Their self-sabotaging and negative self-talk begins
Playing the victim leads to plentiful amounts of negative self-talk about their character. They are always putting themselves down, when alone and in front of others. They deny compliments, compare themselves to people who intimidate them, and give up trying before they even begin.
These “stinkin’ thinkin'” thoughts will force them to lose control of their entire life if they let them. No one is perfect and everyone makes mistakes. The sooner they realize that and are nicer to themselves, the sooner they will be able to overcome those negative thoughts and realize this is all a part of growing and learning in life.
They do not feel like they have to work to get better
There is a comfort zone that comes with playing the victim. When they are putting themselves down and refusing to challenge themselves, how can anyone say anything bad about them? They know what happens if they do not try, and this is it. If they put themself out there, negative feedback is bound to come at some point.
Victim players are so sensitive to constructive criticism, they would rather derail their entire life plans than have someone say something not positive about them. For most people playing the victim, it is easier for them to accept bad things happening to them instead of accepting they may have done something wrong.
They make constant excuses
Everyone makes excuses sometimes, but people playing the victim make excuses for everything. There will always be a reason why someone does not want to put forth the work to get better. Whether it is not the right time or something happened in their past, there is always a reason to not put forth the effort.

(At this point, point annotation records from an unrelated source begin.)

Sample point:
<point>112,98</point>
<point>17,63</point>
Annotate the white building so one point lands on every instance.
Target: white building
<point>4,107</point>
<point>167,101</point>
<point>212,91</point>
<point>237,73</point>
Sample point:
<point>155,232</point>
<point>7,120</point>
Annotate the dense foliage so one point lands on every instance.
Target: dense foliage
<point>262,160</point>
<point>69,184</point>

They enjoy the attention they get from playing the victim
Even if they do not realize they are playing that role, attention comes along with it. Unfortunately, many people learn from a young age that bad attention is better than no attention at all. While this may not be a healthy mindset to have, it comes along with emotional or physical neglect. Acting out to get noticed meant that you were not being forgotten about. It is a hard-to-kill habit that often carries into adulthood.

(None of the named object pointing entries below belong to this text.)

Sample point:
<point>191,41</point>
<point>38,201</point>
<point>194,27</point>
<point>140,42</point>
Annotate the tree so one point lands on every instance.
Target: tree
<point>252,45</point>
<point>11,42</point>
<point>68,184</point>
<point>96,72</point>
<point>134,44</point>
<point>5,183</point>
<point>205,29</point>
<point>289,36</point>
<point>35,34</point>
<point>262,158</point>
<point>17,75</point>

While they may not receive positive attention in return, they are at least receiving some sort of attention. Many people who are playing the victim would subconsciously prefer you respond negatively. This leads to a fight, which leads to attention for longer.
It is difficult when someone you know is playing the victim. How do you handle it? That is a tough question to answer because many victim players refuse to take responsibility. This further escalates the problem at hand.
If you are dealing with a person like this, it can be taxing on your own mental health. There are ways to combat their victim-like behaviors:
- Set your boundaries with them
- Ignore the attention-seeking behaviors
- Change the conversation
- Start distancing yourself from them
It is difficult to set boundaries and put yourself first when victim players can be manipulative by nature. Understand many issues lie under the surface with these types of people. For the betterment of your own mental health, avoid getting sucked into their stories and life situations.